Raising the age of criminal responsibility to 12 a missed opportunity to protect children
The Victorian Aboriginal Legal Service and the Human Rights Law Centre are calling a proposal made at yesterday’s Meeting of Attorneys General (MAG) to develop a plan to raise the age of criminal responsibility to 12 years old, an absolute missed opportunity to look after children.
Both medical evidence and international standards put 14 years as the minimum age a child should be held criminally responsible. The proposal by the Attorneys-General is completely out of step.
If state and territory governments raise the age to 12 years old, 456 out of the 499 children under 14 in prison last year will remain locked away behind bars. In prison, children are strip searched, left alone in their cells for around 12 hours a day, and regularly subject to lockdowns amounting to solitary confinement.
Aboriginal and Torres Strait Islander children are disproportionately impacted, accounting for 65% of the younger children sent to prison as a result of differential treatment and the criminalisation of disadvantage.
Lee-Anne Carter, Statewide Community Justice Programs Leader (VALS), a proud Wiradjuri and Noongar woman:
“After years of legal and medical experts making it very clear that the age of criminal responsibility must be at least 14 years old, it is nothing short of devastating to hear that the Attorneys-General around this country have made a decision not to raise the age to 14. That this country’s leading legal officers choose to ignore human rights norms, indisputable medical evidence, and Aboriginal voices is shocking.

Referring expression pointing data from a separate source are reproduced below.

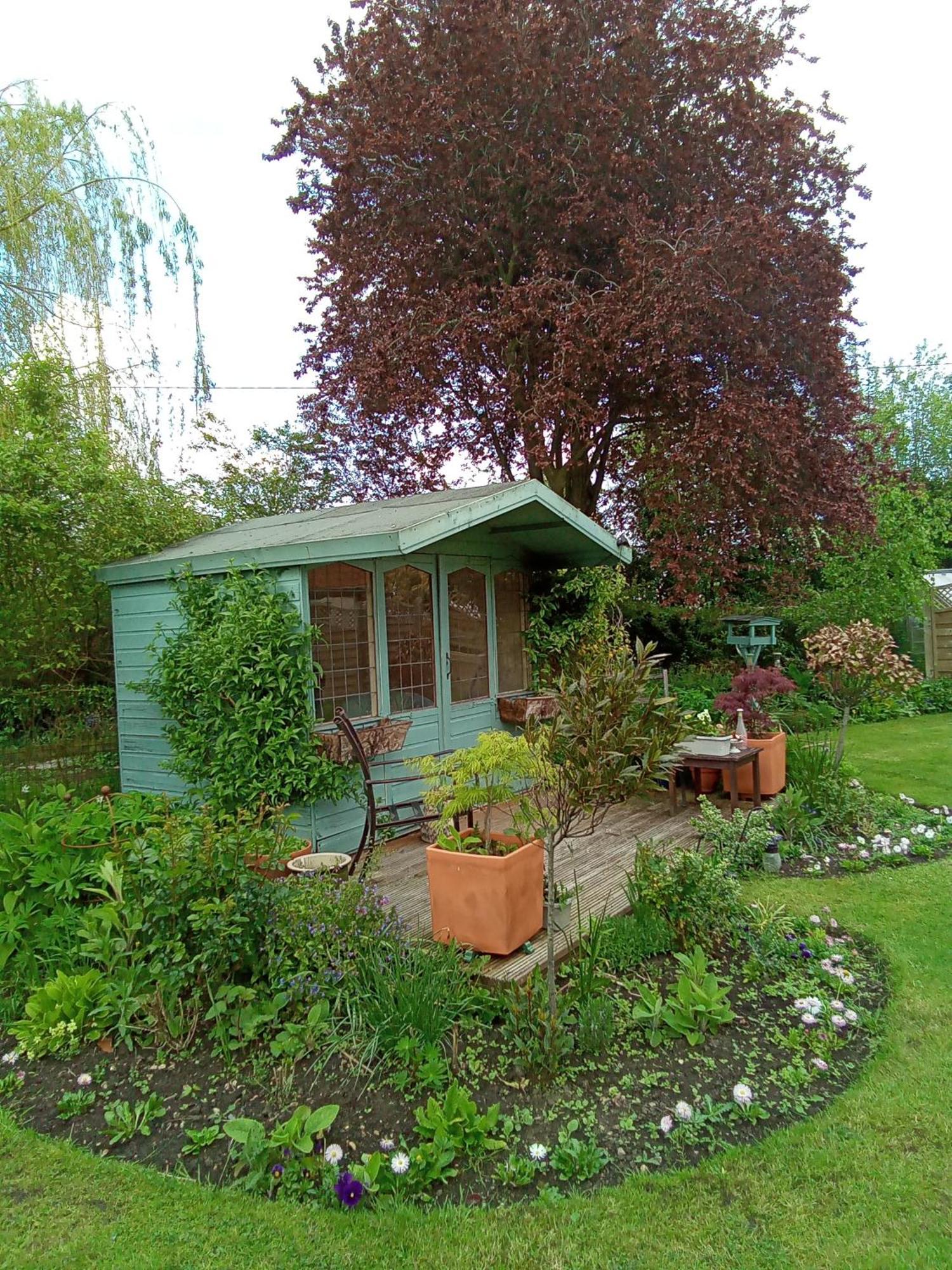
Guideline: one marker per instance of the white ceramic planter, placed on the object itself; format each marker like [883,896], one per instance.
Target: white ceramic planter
[715,747]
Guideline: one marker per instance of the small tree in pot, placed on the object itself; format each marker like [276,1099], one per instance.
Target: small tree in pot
[611,740]
[856,662]
[756,693]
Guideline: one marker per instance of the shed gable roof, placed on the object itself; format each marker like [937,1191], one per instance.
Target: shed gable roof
[394,526]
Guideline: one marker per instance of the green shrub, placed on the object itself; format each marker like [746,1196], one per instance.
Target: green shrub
[626,942]
[741,841]
[404,987]
[60,1015]
[237,683]
[694,892]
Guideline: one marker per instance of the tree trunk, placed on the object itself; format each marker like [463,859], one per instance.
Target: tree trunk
[842,739]
[550,939]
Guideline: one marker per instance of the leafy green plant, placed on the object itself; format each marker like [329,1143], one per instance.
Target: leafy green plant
[695,893]
[648,1013]
[629,940]
[496,770]
[241,727]
[262,1151]
[455,1122]
[124,1121]
[60,1015]
[200,1140]
[538,1043]
[699,1005]
[741,841]
[517,1170]
[76,1103]
[577,1160]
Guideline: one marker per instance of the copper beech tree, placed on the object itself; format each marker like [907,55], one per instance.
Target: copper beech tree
[591,244]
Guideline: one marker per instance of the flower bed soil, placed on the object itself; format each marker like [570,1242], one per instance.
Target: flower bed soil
[619,1098]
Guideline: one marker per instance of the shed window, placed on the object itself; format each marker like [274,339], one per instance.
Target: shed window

You can’t celebrate the Closing the Gap Agreement and the establishment, in Victoria, of the first Australian Truth and Justice Commission, while simultaneously filling prisons with Aboriginal children.”
Meena Singh, Senior Advisor, Human Rights Law Centre a proud Yorta Yorta woman:
“This proposal would see twelve year olds - who are in grade 5 or grade 6 and only just starting to walk to school by themselves - arrested by the police, hauled before the courts and sent to prisons. It beggars belief that the chief law officers across the country can be so complacent when it comes to raising the minimum age of criminal responsibility to keep children safe and out of prisons. This plan, which flies in the face of all expert and international advice, will do nothing to help children and their families."
Last year dozens of organisations, legal, health and First Nations experts made submissions to the Attorneys General calling for the minimum age of criminal responsibility to be raised to at least 14 as a minimum. So far, only the ACT has committed to raise the age to 14. Earlier this year at the UN, countries from across the world condemned Australia’s low age of criminal responsibility and called on Australian governments to raise the age to at least 14 years.
“That Aboriginal children will continue to be locked up across the country, at alarming rates, as a result of this decision, is simply unacceptable. The impact of this decision will further entrench the systemic disadvantage experienced by Aboriginal children. Aboriginal children who come into contact with the criminal legal system are vulnerable and are already extremely disadvantaged. They often present with multiple complex needs, disabilities, trauma and are, more than likely, subject to child protection orders,” said Carter.
“The Victorian Government should be keeping up with other progressive jurisdictions like the ACT and committing to raise the age of criminal responsibility to at least 14 years. The evidence is crystal clear - locking up children is harmful and traumatising and does not make the community any safer,” said Singh.